I saw a quote today which read ‘The trick is to enjoy life. Don’t wish away your days waiting for better ones ahead’.

It made me really sad when I read that, because that’s what trying for a baby has made me do so often – wish away my days for better ones ahead.

Before we lost our first baby, our future seemed bright, full of possibilities and having a baby was a happy certainty. One of the strangest things about infertility/miscarriage is that you never think that it will happen to you – and we were no different. After we lost the baby, things changed and we entered that world of ‘trying’ and of waiting – waiting to start fertility drugs, waiting for my period each month, waiting for ovulation scans, waiting to ovulate …..always waiting for something.

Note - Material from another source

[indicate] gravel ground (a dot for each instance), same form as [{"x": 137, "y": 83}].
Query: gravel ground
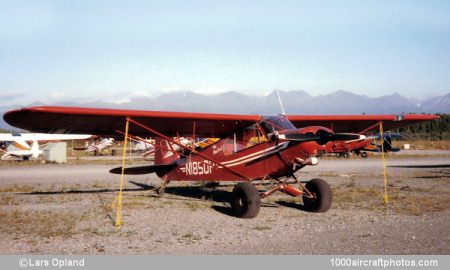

Then with our second and third miscarriages the waiting got worse – waiting for HCG results every two days, waiting every week for a month for scans with no good news, waiting for the miscarriage to start once we knew the heartbeat had stopped, waiting almost two months to get my period after the miscarriage. It was just round after round of waiting, and none of it with a happy outcome. 

And now we’re waiting again – for an operation to tell me if i’ll ever be able to carry a baby, to see if we can have IVF after all that’s happened to us, to see if anything that the doctors can do can help us to have a baby.

My experience of the miscarriages isn’t just sadness for the babies which we’ve lost, but sadness for the part of life which we’ve lost – the life which used to be carefree and certain and is now replaced with uncertainty, loss and heartache. I find myself daydreaming about if we do have a baby and realise how far off that may be, and I can’t help but wish away my days until that happy day arrives – the birth of our healthy baby. 

I know that all I can do now is stay positive and hope that one day it works out for us, even though it seems so far away. And i’m going to try not to wish my days away and be grateful for all the blessings which I do have – my amazing husband, my family and friends and my health – because despite what’s happened to us we are still very lucky and shouldn’t ever forget that.